Dangers of Data

This past June, I attended the Stanford Commencement Ceremony where Tim Cook was the keynote speaker. To the surprise of most in attendance, Cook devoted a large portion of his commencement speech to talking about data security. At the time, I didn’t fully realize the seriousness of what he was talking about. However, I now realize just how dangerous data can be when in the wrong hands. The most glaring example of this is the 2018 Facebook-Cambridge Analytica scandal. By harvesting data taken from Facebook, Cambridge Analytica managed to identify swing voters in the 2016 US election and send them targeted messages intended to get them to vote for Donald Trump. It’s possible that Cambridge Analytica’s powerful manipulation of swing voters altered the overall outcome of the election. The Netflix film, The Great Hack, makes the point that this scandal has made Facebook a “handmaid to authoritarianism,” which seems accurate when considering that it was used to effectively control a population.

The scandal illustrates just how powerful those with data can be. Data allows those who possess it to communicate with us on a deep, personalized level and there’s no telling just how much those who possess our data can manipulate us. While I’d like to think that no algorithm could change my beliefs or behaviors, that may be naive. With enough data points, someone could probably figure out exactly what makes me click.

Because of all this, Tim Cook’s deep commitment to data security is somewhat reassuring. Apple probably has as much if not more data on its users than Google, Facebook, or Amazon. If they wanted to, they could make billions selling our data to anyone who seeks to send us a personalized political message, effectively convince us to buy a product, or manipulate us in ways I can’t even fathom. The stand Cook and Apple are taking against reckless dissemination of data will hopefully set a precedent in the tech industry for data rights.

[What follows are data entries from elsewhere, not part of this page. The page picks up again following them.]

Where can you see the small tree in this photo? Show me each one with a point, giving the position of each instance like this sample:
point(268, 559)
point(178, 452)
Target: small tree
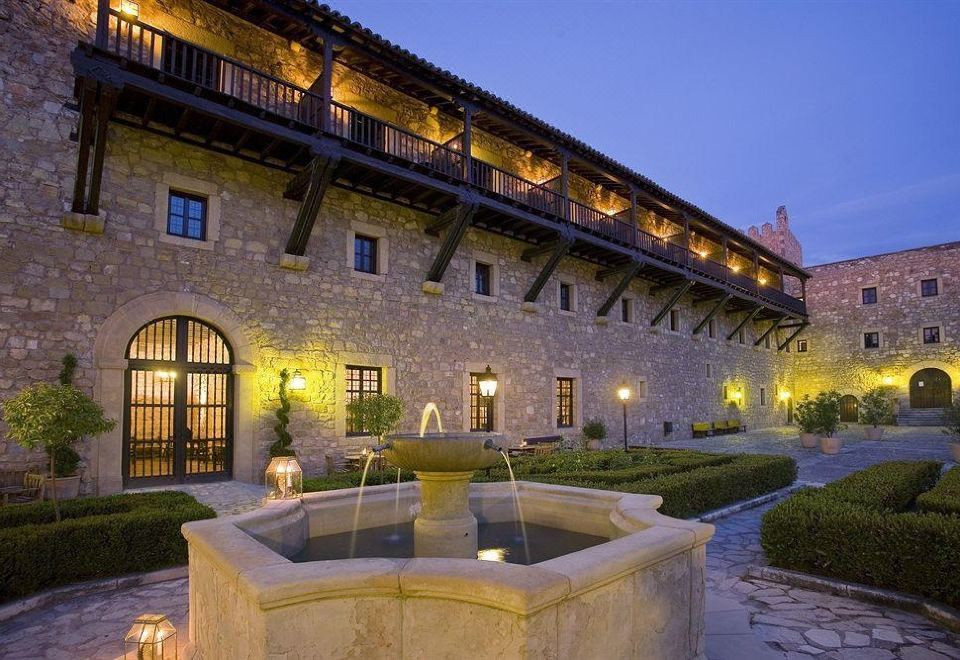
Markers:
point(377, 415)
point(53, 416)
point(827, 413)
point(806, 415)
point(281, 446)
point(876, 407)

Taking all of this information about the power of data into consideration opens up some big questions. Are data rights truly a human right? Companies like Facebook are only able to provide us the services that they provide us for free becausethey sell our data, most of which we provided them willingly. Because these companies are partial owners of our data, I think it’s important that 1) we are made fully aware of our personal data being tracked and 2) tech companies are good stewards of our data and only provide it to companies with high ethical standards. However, both of these are easier said than done. Another question is whether we should be using Cambridge Analytica’s techniques to send positive messages. For example, if someone’s data indicates that they are considering carrying out a mass shooting, should we send them personalized ads saying not to? That’s probably a slippery slope; however, these are important considerations as we enter an era in which personal data exists in droves.


The Data Ledger

At least at this point, it seems impractical to say the tech companies (that are at the very least partial owners of the data that we give them) have no right to sell our data. I think the main issue isn’t the fact that they’re selling our data but the fact that we have no idea what our data is being used for. I think a relatively straight-forward and effective first step in the development of human data rights would be to mandate that companies selling our data create ledgers of all transactions involving our data. We should have the right to request viewing our ledger and the companies should grant us access to this ledger in a timely manner. This would ensure that if Facebook is selling our data to a Cambridge Analytica-type company that seeks to accomplish a certain objective with it, we are at least aware of the fact that they are doing so. If we see they are doing something sketchy with our data, we can file a formal complaint. Right now, I don’t believe anything of the sort exists. In fact, when David Caroll requested his data from Cambridge Analytica, they denied his request. This illustrates that one of the largest current issues regarding data rights is the lack of transparency. Transparency with regards to what is done with our data would be a great first step in giving humanity the data rights that it deserves.